FDA Approves Wider Herceptin Use for Early Breast Cancer

Herceptin-chemo combination yields 87 percent three-year disease-free survival, versus 75 percent for chemotherapy alone

MONDAY, Nov. 20 (HealthDay News) -- The U.S. Food and Drug Administration has approved broader use of the biological drug Herceptin (trastuzumab) for early-stage breast cancer. Herceptin is now approved for use in combination with other chemotherapy drugs against HER2-positive breast cancer after lumpectomy or mastectomy in women with non-metastatic cancer.

The drug was initially approved in 1998 for HER2-positive breast cancer that had metastasized.

The FDA approval came after two clinical trials by the National Cancer Institute of 4,000 breast cancer patients found that women treated with conventional chemotherapy plus Herceptin after surgery had fewer relapses for up to three years after surgery than patients on standard chemotherapy.

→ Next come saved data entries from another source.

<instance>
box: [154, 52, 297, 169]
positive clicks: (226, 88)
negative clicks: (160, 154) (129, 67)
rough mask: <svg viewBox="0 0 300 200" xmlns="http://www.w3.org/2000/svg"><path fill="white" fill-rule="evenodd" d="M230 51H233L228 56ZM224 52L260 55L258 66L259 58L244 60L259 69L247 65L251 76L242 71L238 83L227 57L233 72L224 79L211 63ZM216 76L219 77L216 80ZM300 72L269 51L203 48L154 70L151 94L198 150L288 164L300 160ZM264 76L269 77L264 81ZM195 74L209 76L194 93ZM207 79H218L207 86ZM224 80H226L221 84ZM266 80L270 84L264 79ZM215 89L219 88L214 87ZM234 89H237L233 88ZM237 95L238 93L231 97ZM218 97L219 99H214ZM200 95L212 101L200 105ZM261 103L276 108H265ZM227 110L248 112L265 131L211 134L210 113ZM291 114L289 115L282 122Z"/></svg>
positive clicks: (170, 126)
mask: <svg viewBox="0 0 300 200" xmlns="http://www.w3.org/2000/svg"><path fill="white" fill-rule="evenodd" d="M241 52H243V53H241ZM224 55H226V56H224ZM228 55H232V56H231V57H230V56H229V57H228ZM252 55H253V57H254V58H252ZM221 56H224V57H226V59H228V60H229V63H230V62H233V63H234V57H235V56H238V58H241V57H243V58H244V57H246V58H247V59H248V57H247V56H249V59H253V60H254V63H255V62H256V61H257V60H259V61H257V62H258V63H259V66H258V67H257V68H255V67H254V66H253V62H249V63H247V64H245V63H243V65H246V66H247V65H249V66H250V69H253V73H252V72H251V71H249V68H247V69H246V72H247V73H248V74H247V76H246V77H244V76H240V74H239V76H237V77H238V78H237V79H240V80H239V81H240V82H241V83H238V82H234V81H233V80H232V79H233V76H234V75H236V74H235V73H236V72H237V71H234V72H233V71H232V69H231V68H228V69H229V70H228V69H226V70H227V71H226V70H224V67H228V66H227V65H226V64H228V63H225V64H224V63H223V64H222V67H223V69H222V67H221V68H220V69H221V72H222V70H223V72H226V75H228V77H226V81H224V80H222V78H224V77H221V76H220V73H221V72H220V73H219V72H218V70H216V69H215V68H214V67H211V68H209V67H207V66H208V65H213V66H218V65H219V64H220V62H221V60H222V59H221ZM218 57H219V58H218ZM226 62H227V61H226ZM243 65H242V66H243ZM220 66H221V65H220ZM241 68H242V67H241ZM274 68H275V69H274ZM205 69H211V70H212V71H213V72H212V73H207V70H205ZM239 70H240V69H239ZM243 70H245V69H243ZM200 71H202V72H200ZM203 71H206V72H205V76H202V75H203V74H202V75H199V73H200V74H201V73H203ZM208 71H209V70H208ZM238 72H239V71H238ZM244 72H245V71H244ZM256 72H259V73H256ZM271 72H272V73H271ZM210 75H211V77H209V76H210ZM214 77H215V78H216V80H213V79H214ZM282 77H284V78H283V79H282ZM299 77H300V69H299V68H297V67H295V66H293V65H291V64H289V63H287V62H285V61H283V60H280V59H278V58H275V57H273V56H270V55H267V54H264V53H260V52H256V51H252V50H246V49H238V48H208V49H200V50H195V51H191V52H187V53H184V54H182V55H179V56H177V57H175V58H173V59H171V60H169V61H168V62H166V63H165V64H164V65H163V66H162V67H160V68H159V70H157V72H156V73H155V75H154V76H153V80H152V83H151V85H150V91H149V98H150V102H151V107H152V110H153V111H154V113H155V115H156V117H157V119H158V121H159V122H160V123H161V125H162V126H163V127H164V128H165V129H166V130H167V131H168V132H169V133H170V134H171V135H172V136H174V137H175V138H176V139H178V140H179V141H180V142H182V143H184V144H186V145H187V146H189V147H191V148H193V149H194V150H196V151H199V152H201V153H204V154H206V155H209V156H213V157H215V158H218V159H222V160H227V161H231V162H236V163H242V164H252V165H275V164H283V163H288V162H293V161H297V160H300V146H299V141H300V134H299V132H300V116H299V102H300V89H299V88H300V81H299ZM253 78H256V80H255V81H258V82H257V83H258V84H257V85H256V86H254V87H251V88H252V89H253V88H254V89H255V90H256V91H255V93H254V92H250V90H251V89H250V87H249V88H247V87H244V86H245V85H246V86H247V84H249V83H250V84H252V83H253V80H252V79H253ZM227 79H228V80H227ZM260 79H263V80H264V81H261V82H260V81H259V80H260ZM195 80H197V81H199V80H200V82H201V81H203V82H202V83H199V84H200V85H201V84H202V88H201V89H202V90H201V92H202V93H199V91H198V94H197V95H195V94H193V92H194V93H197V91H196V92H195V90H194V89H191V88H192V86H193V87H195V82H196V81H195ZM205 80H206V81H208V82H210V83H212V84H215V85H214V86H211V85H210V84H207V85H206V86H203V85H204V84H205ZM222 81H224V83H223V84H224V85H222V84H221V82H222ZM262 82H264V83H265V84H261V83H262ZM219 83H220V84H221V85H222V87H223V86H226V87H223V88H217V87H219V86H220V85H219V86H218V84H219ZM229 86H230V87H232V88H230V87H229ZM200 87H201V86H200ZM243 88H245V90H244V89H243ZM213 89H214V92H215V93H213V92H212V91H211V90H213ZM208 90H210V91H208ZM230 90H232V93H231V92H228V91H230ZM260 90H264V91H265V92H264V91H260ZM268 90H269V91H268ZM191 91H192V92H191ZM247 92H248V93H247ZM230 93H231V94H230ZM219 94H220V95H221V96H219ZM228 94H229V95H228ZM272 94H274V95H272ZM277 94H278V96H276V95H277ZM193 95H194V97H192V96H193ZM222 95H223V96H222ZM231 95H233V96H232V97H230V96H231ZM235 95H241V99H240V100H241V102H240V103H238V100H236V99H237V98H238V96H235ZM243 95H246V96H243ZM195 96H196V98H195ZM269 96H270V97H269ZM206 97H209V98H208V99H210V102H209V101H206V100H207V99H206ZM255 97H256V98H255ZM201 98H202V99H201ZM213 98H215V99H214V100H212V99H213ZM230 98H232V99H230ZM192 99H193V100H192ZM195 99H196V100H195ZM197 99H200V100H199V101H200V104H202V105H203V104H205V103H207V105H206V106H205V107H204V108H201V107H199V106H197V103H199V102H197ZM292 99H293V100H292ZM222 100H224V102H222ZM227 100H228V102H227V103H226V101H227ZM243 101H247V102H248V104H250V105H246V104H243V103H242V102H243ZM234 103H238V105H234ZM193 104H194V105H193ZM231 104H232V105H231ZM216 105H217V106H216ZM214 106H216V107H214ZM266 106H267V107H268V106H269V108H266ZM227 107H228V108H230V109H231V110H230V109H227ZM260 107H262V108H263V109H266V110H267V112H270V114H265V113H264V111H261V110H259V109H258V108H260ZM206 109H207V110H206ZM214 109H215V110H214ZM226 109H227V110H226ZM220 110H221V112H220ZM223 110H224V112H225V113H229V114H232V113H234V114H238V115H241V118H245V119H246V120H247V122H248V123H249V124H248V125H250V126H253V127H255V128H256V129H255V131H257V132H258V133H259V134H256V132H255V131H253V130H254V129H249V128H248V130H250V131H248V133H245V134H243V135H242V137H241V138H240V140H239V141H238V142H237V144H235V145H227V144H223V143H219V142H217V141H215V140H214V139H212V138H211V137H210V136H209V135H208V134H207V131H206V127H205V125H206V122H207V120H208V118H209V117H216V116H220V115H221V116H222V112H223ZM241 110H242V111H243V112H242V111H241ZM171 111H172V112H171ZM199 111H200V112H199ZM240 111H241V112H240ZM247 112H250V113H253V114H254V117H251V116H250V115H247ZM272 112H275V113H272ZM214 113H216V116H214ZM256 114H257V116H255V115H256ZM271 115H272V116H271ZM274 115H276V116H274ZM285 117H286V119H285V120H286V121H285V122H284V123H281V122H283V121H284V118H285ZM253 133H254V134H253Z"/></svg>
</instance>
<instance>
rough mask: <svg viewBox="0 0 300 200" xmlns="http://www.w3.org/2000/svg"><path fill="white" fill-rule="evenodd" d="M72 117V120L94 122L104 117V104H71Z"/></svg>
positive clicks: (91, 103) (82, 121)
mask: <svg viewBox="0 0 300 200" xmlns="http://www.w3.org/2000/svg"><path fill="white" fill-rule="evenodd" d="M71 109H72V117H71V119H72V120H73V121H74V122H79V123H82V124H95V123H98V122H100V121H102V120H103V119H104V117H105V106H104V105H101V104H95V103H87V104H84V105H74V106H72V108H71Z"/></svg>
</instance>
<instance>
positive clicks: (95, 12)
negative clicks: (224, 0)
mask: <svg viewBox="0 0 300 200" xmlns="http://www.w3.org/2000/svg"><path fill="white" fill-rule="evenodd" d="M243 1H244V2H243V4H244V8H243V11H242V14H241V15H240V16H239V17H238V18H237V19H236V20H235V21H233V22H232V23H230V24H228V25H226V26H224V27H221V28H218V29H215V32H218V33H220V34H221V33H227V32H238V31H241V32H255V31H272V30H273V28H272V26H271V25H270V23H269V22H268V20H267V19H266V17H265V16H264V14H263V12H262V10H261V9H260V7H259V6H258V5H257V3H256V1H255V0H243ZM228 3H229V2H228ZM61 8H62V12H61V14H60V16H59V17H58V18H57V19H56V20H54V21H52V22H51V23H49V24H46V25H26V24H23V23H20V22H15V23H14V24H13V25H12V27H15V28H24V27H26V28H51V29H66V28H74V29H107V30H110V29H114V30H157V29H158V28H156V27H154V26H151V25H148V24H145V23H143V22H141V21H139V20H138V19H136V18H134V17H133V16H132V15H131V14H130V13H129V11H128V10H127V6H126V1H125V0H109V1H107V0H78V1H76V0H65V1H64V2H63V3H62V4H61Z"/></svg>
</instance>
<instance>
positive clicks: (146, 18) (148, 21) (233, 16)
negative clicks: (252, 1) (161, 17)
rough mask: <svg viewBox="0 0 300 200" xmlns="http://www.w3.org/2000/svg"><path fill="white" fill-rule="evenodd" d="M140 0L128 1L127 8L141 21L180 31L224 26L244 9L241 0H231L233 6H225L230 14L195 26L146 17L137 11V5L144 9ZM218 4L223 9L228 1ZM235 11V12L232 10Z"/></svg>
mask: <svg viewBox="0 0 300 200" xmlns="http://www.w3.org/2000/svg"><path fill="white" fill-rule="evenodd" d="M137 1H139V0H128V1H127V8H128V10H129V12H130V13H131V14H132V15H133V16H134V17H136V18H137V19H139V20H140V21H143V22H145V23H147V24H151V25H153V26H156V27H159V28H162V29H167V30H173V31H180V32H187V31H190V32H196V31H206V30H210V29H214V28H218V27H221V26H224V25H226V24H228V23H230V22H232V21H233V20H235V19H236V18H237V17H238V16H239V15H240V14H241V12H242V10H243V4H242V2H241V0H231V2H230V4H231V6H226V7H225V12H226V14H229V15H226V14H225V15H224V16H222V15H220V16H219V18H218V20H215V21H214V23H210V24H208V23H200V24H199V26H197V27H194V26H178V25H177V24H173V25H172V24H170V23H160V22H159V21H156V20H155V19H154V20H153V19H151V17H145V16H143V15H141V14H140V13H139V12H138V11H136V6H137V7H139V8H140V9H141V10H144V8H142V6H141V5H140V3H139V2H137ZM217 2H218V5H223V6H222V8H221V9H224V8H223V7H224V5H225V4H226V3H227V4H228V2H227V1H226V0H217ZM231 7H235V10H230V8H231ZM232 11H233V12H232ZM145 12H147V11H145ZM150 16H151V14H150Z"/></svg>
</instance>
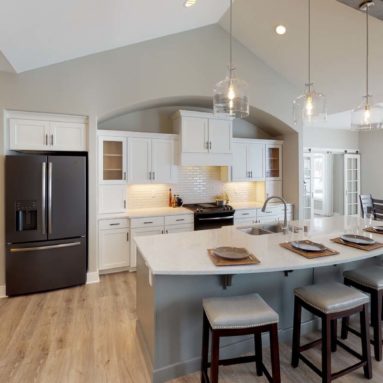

Disease-free survival rates were 87 percent at three years for women on combination therapy, versus 75 percent for chemotherapy only. It is too soon to calculate cure rates, the FDA states.

"This is especially good news for women who have breast cancer caused by excessive amounts of the HER2 protein because this cancer typically has a poor prognosis," Steven Galson, M.D., M.P.H., director of the FDA's Center for Drug Evaluation and Research, said in a statement.